Há algo que acontece em relacionamentos, principalmente quando há muita pressão para performar papéis sociais impecáveis: a dificuldade em enxergar a mulher como… mulher! No sentido de fêmea, no sentido erótico da coisa.
Às vezes essa dificuldade parte da própria mulher, especialmente após uma gestação, quando olha para si e não consegue se encontrar. Às vezes, parte do parceiro, que ao enxergar a esposa como “mãe de seus filhos” esquece de como aqueles filhos foram gerados, para começo de conversa.
O nosso estudo de caso de hoje é um pouco mais raro, mas acontece. Trey é um homem com dificuldade para integrar o seu lado social, de homem bem sucedido, bem casado e, de certa forma, bem romântico, com seu lado erótico e instintivo. É como se seu desejo fosse muito feio e sujo, não combinasse com sua vida imaculada. Muito menos com sua esposa imaculada. O erotismo e o romantismo estão completamente separados em sua vida.
Numa outra fala com o terapeuta, ele explica que aquilo (a punheta) foi só para liberar a tensão, “não tem nada a ver com a Charlotte”. Como você já sabe, por aqui somos completamente a favor da masturbação, porém se há muito treino e nenhum jogo, isso pode indicar um problema.
Os nossos desejos não são bonitos. Teimosos, se recusam a seguir normas sociais. Não podemos escolher o que nos deixa com tesão, nossa tarefa é integrar e explorar nossas vontades, dentro dos limites de consensualidade dos envolvidos, é claro. Nem sempre é uma tarefa fácil. E sem comunicação é impossível.
Ao invés de se abrir com a esposa, Trey prefere se esquivar e se masturbar escondido. E eu entendo, de verdade, provavelmente nem ele mesmo compreende o que há de errado; sem informação e repertório, ainda mais quando falamos de gerações anteriores à nossa, não há como assimilar essa contradição, muito menos como expressá-la.

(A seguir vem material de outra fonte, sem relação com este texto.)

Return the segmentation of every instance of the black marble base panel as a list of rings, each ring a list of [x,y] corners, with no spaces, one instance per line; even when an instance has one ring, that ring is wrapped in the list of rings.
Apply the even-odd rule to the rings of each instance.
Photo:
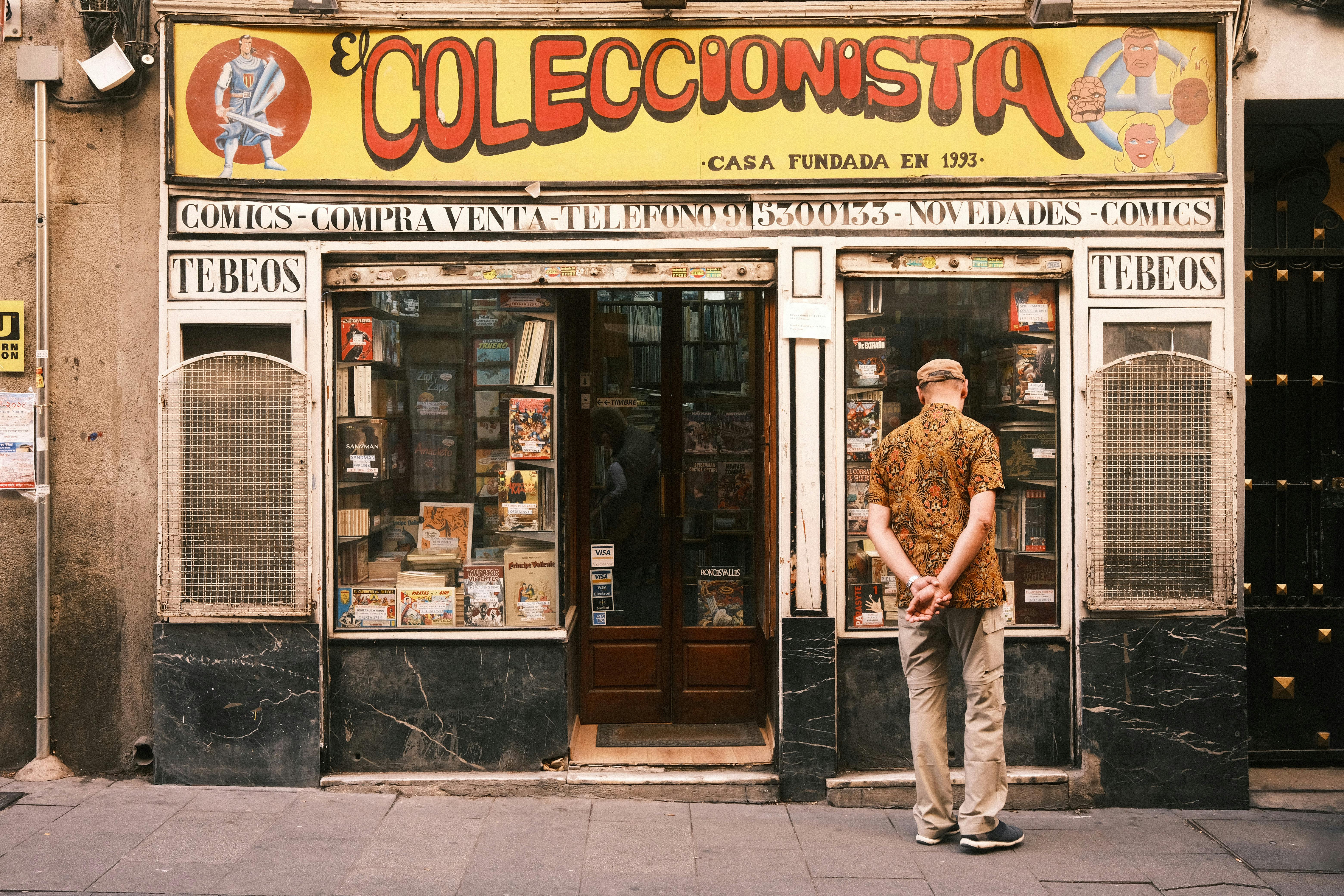
[[[1246,809],[1245,619],[1087,618],[1078,658],[1098,805]]]
[[[831,617],[786,617],[780,638],[780,799],[820,802],[827,778],[836,774],[836,623]]]
[[[539,641],[332,641],[331,771],[538,771],[569,751],[566,653]]]
[[[1004,751],[1009,766],[1066,766],[1073,759],[1068,647],[1063,641],[1004,642]],[[839,656],[839,748],[844,771],[909,768],[910,692],[900,646],[841,641]],[[966,689],[961,657],[948,652],[949,764],[961,766]]]
[[[316,787],[321,633],[310,623],[155,625],[155,783]]]

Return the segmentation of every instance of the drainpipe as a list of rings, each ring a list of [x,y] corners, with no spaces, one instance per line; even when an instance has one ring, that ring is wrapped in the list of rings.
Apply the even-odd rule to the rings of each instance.
[[[24,52],[28,51],[28,52]],[[50,617],[51,617],[51,481],[48,467],[50,406],[47,404],[47,373],[50,359],[47,349],[47,294],[51,257],[47,243],[47,81],[60,81],[62,60],[59,47],[22,47],[19,50],[19,79],[32,82],[32,154],[35,160],[35,279],[34,301],[38,357],[34,383],[34,441],[36,445],[35,478],[38,497],[38,748],[32,762],[19,770],[16,780],[55,780],[69,778],[73,772],[63,762],[51,755],[51,664],[50,664]]]

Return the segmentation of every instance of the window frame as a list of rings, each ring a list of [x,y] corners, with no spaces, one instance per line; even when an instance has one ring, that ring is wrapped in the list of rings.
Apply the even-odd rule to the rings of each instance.
[[[1114,301],[1114,300],[1111,300]],[[1102,333],[1106,324],[1208,324],[1208,357],[1214,367],[1231,369],[1227,364],[1227,312],[1220,306],[1195,305],[1189,308],[1111,306],[1094,304],[1087,309],[1087,376],[1106,367],[1102,361]]]
[[[1082,592],[1079,588],[1079,567],[1078,562],[1081,559],[1079,545],[1077,543],[1078,533],[1078,513],[1077,506],[1077,492],[1075,482],[1077,477],[1081,476],[1077,470],[1078,463],[1082,462],[1074,450],[1075,438],[1075,399],[1078,398],[1075,386],[1081,382],[1081,371],[1077,352],[1077,341],[1081,336],[1083,328],[1075,326],[1075,304],[1086,298],[1086,285],[1087,285],[1087,271],[1079,265],[1081,259],[1086,259],[1086,247],[1081,243],[1070,240],[1062,244],[1055,240],[1024,240],[1023,243],[1005,244],[1001,240],[986,240],[986,239],[923,239],[918,242],[911,242],[907,244],[892,244],[887,240],[844,240],[836,244],[835,249],[836,263],[831,265],[829,277],[833,278],[833,333],[836,339],[828,345],[829,356],[827,359],[827,379],[828,379],[828,407],[824,410],[827,424],[823,427],[827,434],[828,442],[828,457],[827,469],[835,472],[835,482],[828,481],[827,484],[827,545],[832,553],[832,557],[827,563],[827,570],[832,582],[837,582],[840,587],[831,587],[827,590],[827,611],[835,619],[836,623],[836,637],[843,639],[853,641],[894,641],[899,638],[899,629],[883,627],[883,629],[870,629],[870,630],[849,630],[845,626],[845,606],[844,606],[844,583],[845,583],[845,564],[844,564],[844,551],[845,551],[845,481],[844,481],[844,438],[843,438],[843,407],[845,400],[845,387],[844,387],[844,300],[843,300],[843,282],[848,279],[891,279],[909,277],[911,279],[919,279],[921,277],[929,278],[965,278],[965,279],[980,279],[985,277],[981,271],[977,275],[972,270],[962,270],[960,273],[930,273],[930,274],[906,274],[902,275],[896,269],[890,271],[845,271],[841,273],[839,269],[839,259],[843,255],[849,255],[852,253],[894,253],[894,254],[910,254],[910,253],[929,253],[931,255],[946,255],[946,254],[1004,254],[1004,255],[1058,255],[1068,259],[1066,269],[1059,274],[1044,274],[1038,271],[1020,271],[1020,273],[1000,273],[988,274],[992,279],[1050,279],[1059,285],[1059,293],[1056,297],[1056,334],[1055,345],[1059,352],[1059,406],[1058,406],[1058,449],[1056,449],[1056,469],[1058,469],[1058,494],[1056,504],[1059,512],[1059,545],[1058,545],[1058,574],[1056,574],[1056,590],[1059,591],[1056,596],[1056,606],[1059,609],[1055,625],[1038,626],[1038,625],[1024,625],[1024,626],[1007,626],[1004,633],[1007,637],[1013,639],[1044,639],[1044,641],[1060,641],[1071,639],[1074,631],[1074,621],[1078,617],[1078,606],[1082,602]],[[801,570],[800,570],[801,578]]]

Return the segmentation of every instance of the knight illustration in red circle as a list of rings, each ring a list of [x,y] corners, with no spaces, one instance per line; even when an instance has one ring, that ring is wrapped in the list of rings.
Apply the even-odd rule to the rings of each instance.
[[[251,44],[250,34],[238,38],[238,55],[224,63],[215,83],[215,114],[227,122],[220,125],[223,133],[215,137],[215,145],[224,152],[220,177],[234,176],[234,154],[239,145],[259,145],[266,156],[263,167],[285,171],[270,146],[270,138],[284,137],[285,132],[266,121],[266,106],[285,89],[285,74],[274,56],[265,62],[254,56]]]

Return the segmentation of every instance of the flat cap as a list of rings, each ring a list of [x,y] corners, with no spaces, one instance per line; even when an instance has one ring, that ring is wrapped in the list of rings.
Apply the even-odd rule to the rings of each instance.
[[[964,380],[966,375],[961,372],[961,364],[952,360],[950,357],[935,357],[915,373],[915,380],[919,386],[925,383],[937,383],[939,380]]]

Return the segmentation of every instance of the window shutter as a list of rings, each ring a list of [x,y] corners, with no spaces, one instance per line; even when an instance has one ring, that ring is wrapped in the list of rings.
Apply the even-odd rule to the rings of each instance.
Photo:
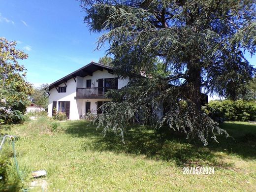
[[[115,89],[118,89],[118,78],[117,77],[115,78]]]
[[[56,108],[56,107],[57,106],[57,101],[53,101],[53,108],[52,109],[52,116],[53,116],[54,115],[54,111],[53,109],[54,108]]]
[[[67,119],[69,119],[69,114],[70,110],[70,101],[66,101],[66,108],[65,109],[65,111],[66,112],[66,115],[67,117]]]

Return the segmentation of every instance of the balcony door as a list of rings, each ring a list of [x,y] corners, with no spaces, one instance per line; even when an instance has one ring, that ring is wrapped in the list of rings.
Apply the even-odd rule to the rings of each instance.
[[[105,87],[105,92],[110,89],[117,89],[118,87],[118,78],[110,78],[104,79],[104,87]]]
[[[102,96],[103,92],[103,79],[98,79],[98,95]]]
[[[85,112],[88,113],[91,112],[91,102],[86,102],[85,103]]]

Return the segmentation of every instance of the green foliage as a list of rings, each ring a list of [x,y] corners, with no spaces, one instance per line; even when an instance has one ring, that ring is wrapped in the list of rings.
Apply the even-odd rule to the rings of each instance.
[[[18,192],[21,190],[21,181],[11,162],[12,154],[5,151],[0,154],[0,191]]]
[[[167,125],[204,145],[208,134],[215,140],[216,133],[227,135],[201,111],[201,90],[235,100],[254,76],[241,51],[256,51],[253,0],[81,1],[85,22],[102,34],[97,48],[110,45],[117,74],[132,79],[142,70],[152,74],[156,61],[163,65],[155,70],[161,75],[109,93],[118,103],[106,104],[96,122],[121,135],[133,121]],[[165,111],[159,121],[152,113],[161,104]]]
[[[256,121],[256,103],[243,100],[210,101],[206,109],[218,121]]]
[[[53,122],[51,124],[51,130],[53,131],[56,131],[60,126],[59,122]]]
[[[104,113],[97,116],[94,122],[97,124],[98,128],[104,127],[104,134],[112,131],[120,135],[123,141],[126,130],[134,123],[154,125],[156,128],[167,126],[169,131],[185,133],[187,139],[199,140],[204,145],[208,143],[208,136],[216,141],[216,134],[224,134],[227,137],[226,132],[220,128],[217,123],[186,99],[184,95],[186,91],[170,86],[160,78],[133,81],[120,90],[107,92],[106,96],[111,97],[113,102],[102,105]],[[164,106],[165,111],[158,117],[157,114],[161,106]]]
[[[98,60],[98,63],[103,64],[105,64],[106,65],[112,66],[112,62],[113,61],[113,59],[112,59],[110,57],[108,57],[107,56],[105,56],[103,57],[101,57]]]
[[[26,69],[18,62],[28,55],[15,49],[16,42],[0,38],[0,119],[1,123],[18,123],[23,120],[32,87],[26,82]]]
[[[31,96],[32,103],[46,110],[48,109],[49,88],[48,84],[42,84],[39,87],[34,89]]]
[[[92,121],[95,118],[95,115],[91,111],[86,113],[84,115],[84,119],[86,121]]]

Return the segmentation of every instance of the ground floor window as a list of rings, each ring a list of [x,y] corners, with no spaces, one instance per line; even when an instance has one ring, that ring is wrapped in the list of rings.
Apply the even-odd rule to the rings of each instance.
[[[53,101],[53,104],[56,103],[55,102],[56,101]],[[59,112],[65,113],[67,119],[69,119],[70,101],[58,101],[58,111]]]
[[[65,112],[66,102],[66,101],[59,101],[59,112]]]

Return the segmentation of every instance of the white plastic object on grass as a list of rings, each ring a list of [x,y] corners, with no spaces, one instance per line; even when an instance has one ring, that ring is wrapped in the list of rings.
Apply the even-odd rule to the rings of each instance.
[[[38,171],[32,171],[32,177],[34,178],[45,176],[46,175],[46,171],[45,170],[39,170]]]

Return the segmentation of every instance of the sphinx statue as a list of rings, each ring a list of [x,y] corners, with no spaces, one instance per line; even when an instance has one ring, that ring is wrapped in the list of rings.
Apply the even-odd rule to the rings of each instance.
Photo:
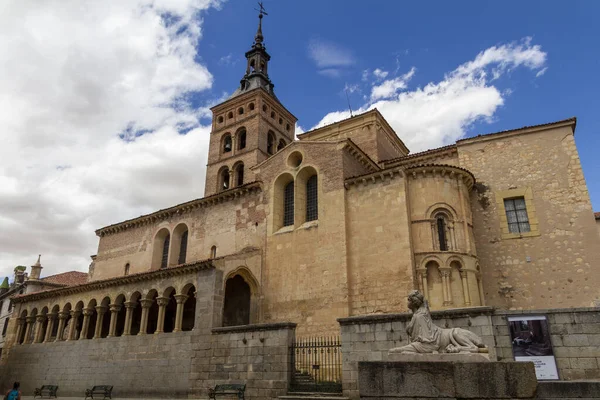
[[[389,353],[486,353],[479,336],[462,328],[443,329],[434,325],[429,306],[418,290],[408,294],[408,308],[413,315],[406,328],[406,346],[396,347]]]

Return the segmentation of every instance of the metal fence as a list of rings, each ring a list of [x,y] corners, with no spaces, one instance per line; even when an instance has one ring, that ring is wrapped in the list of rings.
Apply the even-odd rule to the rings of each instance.
[[[290,347],[290,391],[341,392],[341,350],[339,336],[296,338]]]

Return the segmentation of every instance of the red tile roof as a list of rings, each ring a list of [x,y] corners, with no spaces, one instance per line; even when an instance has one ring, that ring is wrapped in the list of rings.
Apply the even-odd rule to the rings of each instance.
[[[79,271],[63,272],[62,274],[50,275],[42,278],[42,282],[55,283],[57,285],[74,286],[87,282],[88,274]]]

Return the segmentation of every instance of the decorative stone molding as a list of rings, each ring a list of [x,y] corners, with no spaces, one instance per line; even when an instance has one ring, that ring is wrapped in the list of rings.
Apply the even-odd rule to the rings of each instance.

Ainda assim, temos uma esposa que, apesar de considerar o sexo secundário numa relação, está insatisfeita e com vontade de vivenciar sua sexualidade ao lado do homem que escolheu. Para tanto, Trey precisará estar aberto a incluir sua esposa em sua vida sexual. Talvez Charlotte possa ajudar, assumindo uma persona diferente na cama, só que isso também depende do Trey se abrir mais acerca do que desperta o seu desejo. E depende da Charlotte estar disposta a expandir seu repertório erótico… E na real talvez tudo se resolva se a Charlotte colocar silicone.
Brincadeira, não acho que um silicone seja capaz de resolver tudo, a única certeza que eu tenho é que esse casal precisa deixar de lado algumas crenças e expandir os seus conceitos.
Vamos aguardar os próximos episódios! Até lá, fica a minha recomendação para você integrar os seus desejos, até os mais estranhos, na sua vida conjugal. E recomendo assistir Sex and the City também, para eu ter com quem comentar os absurdos da TV nos anos 90.